One month later, the then-retired college president purchased the new car shown in the photograph.

Notice that every time the dealer observed his friend’s car parked behind the bank building, it was a piece of data and a signal of desire and intent. But only when that data became actionable could the dealer maximize its value.

Today, most businesses with more than 5,000 customer records have more data stored than they know what to do with. Hidden in that data are signals that reveal customer’s desires and intentions. 

 

To bring those signals to the surface and make the data actionable is the purpose of data integration.

What Is Data Integration?

Data integration is a business-driven technological solution to the problem of having lots of data that is not actionable. Why isn’t it actionable? Because there are numerous sources of data, all owned by different parts of the organization. Each source file can use a different format, which makes data from different sources incompatible with each other. 
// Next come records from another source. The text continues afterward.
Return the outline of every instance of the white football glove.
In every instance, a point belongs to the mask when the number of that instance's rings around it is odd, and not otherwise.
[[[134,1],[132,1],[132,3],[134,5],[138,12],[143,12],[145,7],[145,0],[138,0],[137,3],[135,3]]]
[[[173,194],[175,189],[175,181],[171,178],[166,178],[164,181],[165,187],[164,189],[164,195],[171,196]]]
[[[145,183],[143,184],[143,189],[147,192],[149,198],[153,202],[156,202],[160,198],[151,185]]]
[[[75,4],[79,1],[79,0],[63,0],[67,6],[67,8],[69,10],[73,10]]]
A partial list of potential data sources includes:

  • Point of sale system

  • Web traffic

  • Web sales

  • Outbound call center

  • Customer service

  • Product information

  • Direct mail

  • Sales partners

  • Data censors

  • CRM

This list could be much longer, but you get the point. Just because you have collected all of this data doesn’t mean it can work together.

Data integration makes data actionable. The most common method of integration is called ETL, and it works in this order:

  • Extract the data from the original source file

  • Transform it into one common format

  • Load the transformed data into a new target file from which all the data is accessible, regardless of its source

The resulting target file builds an accessible 360° view of the data that is actionable for business intelligence and analysis activities such as real-time reporting, data mining and predictive analytics.

With data intelligence you have the ability to craft real-time data pipelines where new data becomes actionable as it is entered. This is how websites are able to suggest products to you based on items you looked at just a short time earlier. 

As CRM records are updated, orders received, payments entered, etc., the data is automatically processed and becomes actionable immediately. What’s more, by employing Artificial Intelligence (AI) and Machine Learning (a subset of AI), the underlying data models are updated with the newly acquired data, improving the decisions, segmentations and predictions the models optimize.

So, the new data is immediately and automatically leveraged to:

  • Present an up-to-the-minute view of the organization

  • Provide a better customer experience for the online shopper

  • Improve models used to predict which marketing scenarios will produce the best outcomes

  • Inform better decision making

 

This is very exciting, but before you jump into the technological part of data integration, you have to develop a business case for integration. Because in spite of all the technology, and while IT will be involved, data integration is a business project, not an IT project. 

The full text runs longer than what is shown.